Now the Sarasota-based company, which creates and publishes online marketing campaigns under the Clickbooth brand name, plans to break another rule. The company will also offer clients the traditional way of paying for ads — a philosophy it once scorned.

Indeed, Clickbooth claims to be one of the first online ad firms in the country to offer both cost-per-action and cost-per-click services.

The differences between the two philosophies are stark.

In cost-per-action, the company's original business model, a client only pays for an online ad when an 'action' happens, like a sale. In cost-per-click, however, a client pays for an ad every time it's clicked, even if there is no sale, or action. Cost-per-click is older industry model.

Tom Haney, the Clickbooth executive hired in early November to lead the cost-per-click division, CB | CPC, says the company made the change primarily for one reason: Customers demanded it.

Haney says clients that asked for cost-per-click services include auto insurance firms and home improvement companies. “It really comes down to how Clickbooth can help clients sell more products,” Haney, a onetime marketing executive for AOL, tells Coffee Talk.

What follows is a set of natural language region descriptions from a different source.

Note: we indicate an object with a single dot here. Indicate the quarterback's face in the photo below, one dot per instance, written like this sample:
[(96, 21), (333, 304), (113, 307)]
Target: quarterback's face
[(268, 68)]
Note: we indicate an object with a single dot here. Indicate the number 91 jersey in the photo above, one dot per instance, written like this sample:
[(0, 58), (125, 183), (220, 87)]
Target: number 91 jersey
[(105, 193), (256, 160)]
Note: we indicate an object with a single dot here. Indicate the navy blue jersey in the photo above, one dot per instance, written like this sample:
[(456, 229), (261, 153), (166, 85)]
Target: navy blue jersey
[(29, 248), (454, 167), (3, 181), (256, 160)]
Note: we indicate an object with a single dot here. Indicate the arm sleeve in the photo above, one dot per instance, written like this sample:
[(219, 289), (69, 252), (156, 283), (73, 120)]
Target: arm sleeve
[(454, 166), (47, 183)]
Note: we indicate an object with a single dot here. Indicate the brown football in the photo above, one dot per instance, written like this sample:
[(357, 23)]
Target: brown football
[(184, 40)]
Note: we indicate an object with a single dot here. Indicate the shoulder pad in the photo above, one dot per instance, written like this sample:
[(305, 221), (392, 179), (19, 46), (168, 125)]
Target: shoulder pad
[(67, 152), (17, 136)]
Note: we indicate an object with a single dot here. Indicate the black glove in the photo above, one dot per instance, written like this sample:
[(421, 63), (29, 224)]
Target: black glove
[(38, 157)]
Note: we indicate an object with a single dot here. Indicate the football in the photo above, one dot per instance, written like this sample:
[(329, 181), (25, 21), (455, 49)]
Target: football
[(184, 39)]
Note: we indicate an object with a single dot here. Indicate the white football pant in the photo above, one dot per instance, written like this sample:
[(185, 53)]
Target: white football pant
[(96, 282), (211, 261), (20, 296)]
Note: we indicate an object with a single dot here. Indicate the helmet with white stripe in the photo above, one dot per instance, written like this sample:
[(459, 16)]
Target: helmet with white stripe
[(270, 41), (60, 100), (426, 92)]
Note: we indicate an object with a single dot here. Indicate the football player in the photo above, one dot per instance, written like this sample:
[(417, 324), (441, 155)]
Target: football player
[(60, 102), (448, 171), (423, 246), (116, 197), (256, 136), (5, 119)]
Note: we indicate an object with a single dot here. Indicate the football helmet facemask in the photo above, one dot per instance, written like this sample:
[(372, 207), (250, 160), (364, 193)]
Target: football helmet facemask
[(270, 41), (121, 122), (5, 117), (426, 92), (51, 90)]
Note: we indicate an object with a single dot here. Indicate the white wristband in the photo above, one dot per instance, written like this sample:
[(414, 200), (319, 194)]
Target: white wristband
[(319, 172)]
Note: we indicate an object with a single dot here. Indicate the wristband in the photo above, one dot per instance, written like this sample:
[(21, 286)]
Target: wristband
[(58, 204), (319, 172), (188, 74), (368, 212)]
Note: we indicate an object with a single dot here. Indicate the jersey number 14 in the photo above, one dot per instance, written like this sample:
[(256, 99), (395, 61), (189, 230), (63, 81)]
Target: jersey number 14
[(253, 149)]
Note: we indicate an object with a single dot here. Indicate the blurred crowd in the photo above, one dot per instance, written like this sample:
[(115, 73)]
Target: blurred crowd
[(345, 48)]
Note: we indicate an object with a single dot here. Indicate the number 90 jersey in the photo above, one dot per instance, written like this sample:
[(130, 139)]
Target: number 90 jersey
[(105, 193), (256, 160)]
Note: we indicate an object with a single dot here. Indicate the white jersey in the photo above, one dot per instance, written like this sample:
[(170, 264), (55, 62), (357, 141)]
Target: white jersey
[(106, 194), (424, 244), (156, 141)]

Still, the move marks a significant shift for IntegraClick, which was co-founded by John Lemp, the Business Review's 2010 Entrepreneur of the Year. The firm has grown 400% since 2007, from $24 million in revenues to $120 million last year. (See Business Review, May 14.)

In fact, Lemp and several other IntegraClick executives have talked up cost-per-action as an infinitely better way of online marketing over cost-per-click going back a few years.

“The problem with the old [pay-per-click] model is there is no accountability,” Clickbooth President Graham Gochneaur told the Review in 2008, when he was the firm's chief marketing officer. “It's a roll of the dice. You have no idea what you're going to get.”

Gochneaur now has a different point of view.

“Our goal with [pay-per-click] is to provide advertisers whose products convert better through a CPC model the opportunity to work with a company that has proven itself as a leader in all other areas of the online marketing space,” Gochneaur says in a statement released Nov. 24.